Özlem Ayduk özdenetimin yalnızca zeka ve yetiştirme ile ilgili olmadığını,”hem genetik hemde çevresel (eğitim,sosyalleşme geçmişi) etmenlerin etkili” olduğunu söyleyerek zeka ile dürtüsellik arasındaki ilişkiyi şöye açıklıyor:“zeka ile düşüncesizce hareket etme eğiliminin arasında bağlantı olduğunu gösterenbirçok çalışma var.düşük zekalı çocoklar dürtüsel hareketlere ve davranış bozukluğuna daha yatkınlar.bu ilişkinin sebeplerinden biri zeka ve otokontrolün ortak beyin mekanizmaları(vbfrontal lobes,”ön loplar”) tarafından desteklenmesidir.ayrıca zeki çocokların davranışları eğitim ve sosyalleşmeye daha çabuk karşılık verir,çünkü bu çocuklar doğru davranışları,dürtülerini nasıl kontrol edebileceklerinidaha kolay öğrenirler.fakat bu bulgular her akıılı çocuğun kotrollü olduğu ve zekasını olumlu davranışlar yönünde kullandığı şeklinde yorumlanmamalıdır.örneğin bazı bilimsel bulgular otokontrolü zayıf olan çocuklarda yüksek zekanın daha fazla saldırganlıkla ilişkisi olduğunu göstermiştir.yani zeka, dürtülerini kontrol edemeyen çocukların elinde daha yıkıcı sonuçlar doğurabilir).” Ayduk şimdi bir grup sinirbilimci ile işbirliği yaparak, dürtüsel davranışlara eğilimli denekler ile kontrollü deneklerin beyinleri arasında bir fark olup olmadığını araştırıyor.
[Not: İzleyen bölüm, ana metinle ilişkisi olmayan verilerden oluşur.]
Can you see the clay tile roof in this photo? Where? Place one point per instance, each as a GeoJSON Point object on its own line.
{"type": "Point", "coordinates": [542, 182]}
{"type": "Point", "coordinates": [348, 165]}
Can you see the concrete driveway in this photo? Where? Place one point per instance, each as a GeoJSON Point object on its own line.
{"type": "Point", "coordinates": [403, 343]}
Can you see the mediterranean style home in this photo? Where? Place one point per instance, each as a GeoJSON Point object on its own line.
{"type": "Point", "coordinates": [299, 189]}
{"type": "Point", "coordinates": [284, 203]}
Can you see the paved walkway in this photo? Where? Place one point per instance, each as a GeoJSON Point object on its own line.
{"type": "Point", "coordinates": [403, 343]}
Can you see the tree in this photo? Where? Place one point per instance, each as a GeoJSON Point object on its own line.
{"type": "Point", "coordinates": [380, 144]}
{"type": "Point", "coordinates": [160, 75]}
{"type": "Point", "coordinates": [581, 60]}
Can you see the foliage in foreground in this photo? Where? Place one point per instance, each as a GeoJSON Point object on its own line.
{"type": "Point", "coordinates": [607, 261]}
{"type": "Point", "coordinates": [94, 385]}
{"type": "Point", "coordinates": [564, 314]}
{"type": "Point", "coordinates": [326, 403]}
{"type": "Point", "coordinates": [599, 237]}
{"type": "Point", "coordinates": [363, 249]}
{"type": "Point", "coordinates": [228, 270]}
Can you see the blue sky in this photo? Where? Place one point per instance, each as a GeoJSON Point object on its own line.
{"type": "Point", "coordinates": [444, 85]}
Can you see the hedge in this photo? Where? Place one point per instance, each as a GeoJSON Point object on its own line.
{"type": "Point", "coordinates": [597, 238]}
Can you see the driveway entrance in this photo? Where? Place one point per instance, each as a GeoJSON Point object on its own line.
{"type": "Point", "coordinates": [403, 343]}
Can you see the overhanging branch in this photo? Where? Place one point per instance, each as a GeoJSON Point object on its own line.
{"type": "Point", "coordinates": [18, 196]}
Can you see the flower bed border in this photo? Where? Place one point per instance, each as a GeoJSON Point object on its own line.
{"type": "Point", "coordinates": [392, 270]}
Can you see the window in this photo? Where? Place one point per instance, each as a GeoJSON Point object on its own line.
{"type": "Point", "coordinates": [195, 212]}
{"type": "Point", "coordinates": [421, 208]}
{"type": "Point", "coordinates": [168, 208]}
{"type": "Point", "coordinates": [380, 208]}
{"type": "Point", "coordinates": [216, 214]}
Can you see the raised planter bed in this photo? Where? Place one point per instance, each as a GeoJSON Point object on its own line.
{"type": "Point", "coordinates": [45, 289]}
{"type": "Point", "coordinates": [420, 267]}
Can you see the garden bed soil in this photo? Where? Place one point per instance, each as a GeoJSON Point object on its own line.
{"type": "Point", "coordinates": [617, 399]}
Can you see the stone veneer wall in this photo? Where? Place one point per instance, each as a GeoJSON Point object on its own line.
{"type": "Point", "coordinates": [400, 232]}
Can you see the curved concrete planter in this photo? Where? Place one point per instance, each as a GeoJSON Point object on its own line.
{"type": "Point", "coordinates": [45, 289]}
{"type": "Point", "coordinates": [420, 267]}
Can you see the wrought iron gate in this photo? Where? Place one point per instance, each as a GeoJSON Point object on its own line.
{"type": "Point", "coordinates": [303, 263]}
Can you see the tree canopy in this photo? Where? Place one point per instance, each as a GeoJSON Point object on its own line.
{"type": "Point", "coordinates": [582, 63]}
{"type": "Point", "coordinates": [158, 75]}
ÖZDENETİMİ GÜÇLENDİRMENİN YOLLARI :
 
1. İRADENİZİ İDARELİ KULLANIN: İradenin kaynakları sınırlıdır.Dolayısıyla iradenizi akıllıca kullanın.Büyük kararlar almak,baştan çıkarıcı unsurlara karşı direnmek veya duyguları kontrol altında tutmak irade deposunu sıfırlayabilir.
2. PLAN YAPIN : Niyetinizle ilgili net bir plan yapma işi yarı yarıya bitirmek demektir.Bu planın nerede,nasıl,ne zaman,kiminle gibi ayrıntılı sorulara yanıt vermesi gerekir.
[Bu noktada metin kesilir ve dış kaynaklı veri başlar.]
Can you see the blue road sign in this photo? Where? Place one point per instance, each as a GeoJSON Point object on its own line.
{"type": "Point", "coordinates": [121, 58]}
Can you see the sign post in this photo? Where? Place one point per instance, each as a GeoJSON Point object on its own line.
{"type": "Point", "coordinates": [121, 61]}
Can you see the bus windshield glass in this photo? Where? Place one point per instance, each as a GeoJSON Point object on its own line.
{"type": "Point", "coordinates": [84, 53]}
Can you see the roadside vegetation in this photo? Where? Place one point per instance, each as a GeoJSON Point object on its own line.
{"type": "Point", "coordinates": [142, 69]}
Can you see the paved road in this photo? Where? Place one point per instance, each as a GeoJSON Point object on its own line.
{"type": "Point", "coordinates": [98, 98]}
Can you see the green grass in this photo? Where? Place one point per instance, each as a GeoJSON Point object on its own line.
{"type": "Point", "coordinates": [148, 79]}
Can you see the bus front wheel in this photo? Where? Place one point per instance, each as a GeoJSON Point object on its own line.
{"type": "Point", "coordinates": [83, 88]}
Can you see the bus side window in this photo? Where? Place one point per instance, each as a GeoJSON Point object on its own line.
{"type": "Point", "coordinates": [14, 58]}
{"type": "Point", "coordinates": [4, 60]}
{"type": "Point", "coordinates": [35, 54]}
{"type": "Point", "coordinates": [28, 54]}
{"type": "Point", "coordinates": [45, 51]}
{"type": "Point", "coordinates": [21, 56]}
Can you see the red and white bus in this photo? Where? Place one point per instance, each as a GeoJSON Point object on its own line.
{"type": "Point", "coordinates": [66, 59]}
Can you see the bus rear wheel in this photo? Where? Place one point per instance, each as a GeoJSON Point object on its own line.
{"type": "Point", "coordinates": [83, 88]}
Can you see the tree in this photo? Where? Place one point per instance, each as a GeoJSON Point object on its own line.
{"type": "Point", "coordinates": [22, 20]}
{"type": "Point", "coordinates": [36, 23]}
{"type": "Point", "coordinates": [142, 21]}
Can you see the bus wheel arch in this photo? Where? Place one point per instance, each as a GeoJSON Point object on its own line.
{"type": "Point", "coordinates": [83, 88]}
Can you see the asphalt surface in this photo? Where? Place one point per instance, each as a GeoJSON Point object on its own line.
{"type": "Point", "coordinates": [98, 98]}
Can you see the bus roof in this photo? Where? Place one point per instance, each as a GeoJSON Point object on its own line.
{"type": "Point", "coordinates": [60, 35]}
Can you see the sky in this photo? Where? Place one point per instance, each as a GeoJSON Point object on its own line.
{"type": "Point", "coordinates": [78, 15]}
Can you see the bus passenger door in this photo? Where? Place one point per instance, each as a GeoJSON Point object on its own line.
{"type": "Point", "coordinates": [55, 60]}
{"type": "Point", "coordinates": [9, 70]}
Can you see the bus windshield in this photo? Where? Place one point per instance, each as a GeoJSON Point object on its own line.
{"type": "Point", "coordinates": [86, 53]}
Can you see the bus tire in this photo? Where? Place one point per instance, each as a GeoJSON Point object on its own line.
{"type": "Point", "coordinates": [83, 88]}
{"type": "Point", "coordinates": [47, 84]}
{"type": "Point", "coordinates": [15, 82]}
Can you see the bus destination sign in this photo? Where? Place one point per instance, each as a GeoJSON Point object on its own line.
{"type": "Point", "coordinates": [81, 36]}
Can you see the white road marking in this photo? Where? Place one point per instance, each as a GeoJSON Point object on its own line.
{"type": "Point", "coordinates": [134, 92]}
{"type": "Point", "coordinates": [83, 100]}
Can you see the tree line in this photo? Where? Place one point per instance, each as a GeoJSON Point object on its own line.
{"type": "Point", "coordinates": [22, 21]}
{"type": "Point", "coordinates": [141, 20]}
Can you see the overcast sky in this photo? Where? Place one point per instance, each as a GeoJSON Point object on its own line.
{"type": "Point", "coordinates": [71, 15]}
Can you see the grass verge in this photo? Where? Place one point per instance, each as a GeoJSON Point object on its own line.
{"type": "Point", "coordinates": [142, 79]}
3. ENERJİ DEPONUZU DOLDURUN: İradeyi güçlendirme egzersizleri,kanda glikoz düzeyini düşürür.Dolayısıyla çalışırken çikolatalı bisküvilerin cazibesine fazla direnmeyin.
4. PRATİK YAPMANIN ÖNEMİ: Kasları güçlendirmek gibi insanlar da iradelerini güçlendirebilirler.Jimnastik salonuna gitmek için sağlam bir plana sadık kalmak veya diğer özdenetim egzersizlerini uygulamak zaman içinde diğer alanlarda da iradenizi kullanmanızı kolaylaştırabilir.
5. ALIŞKANLIK EDİNİN: Yapmak istediğiniz şey için bir dış tetikleyici bulun.Örneğin jimnastik salonuna Perşembe günü saat 5 te gitmek gibi.Bilinçli karar alma gereksinimini ortadan kaldırmak ve zihinde bununla ilgili bir devre oluşturmak işe başlamayı ve sürdürmeyi kolaylaştırır.Kısaca yapmak istemediğiniz işleri alışkanlık haline getirin.
6. SPESİFİK OLUN: Hedefiniz, genel kapsamlı veya muğlak değil de, spesifik ise başarılı olma şansınız yükselir.
7. OLUMLU DÜŞÜNÜN: Pozitif bir hedefe kenetlenmek,negatif bir hedeften uzak durmaya çalışmaktan daha kolaydır.Kaybetmekten korkacağınıza başarılı olacağınıza inanın.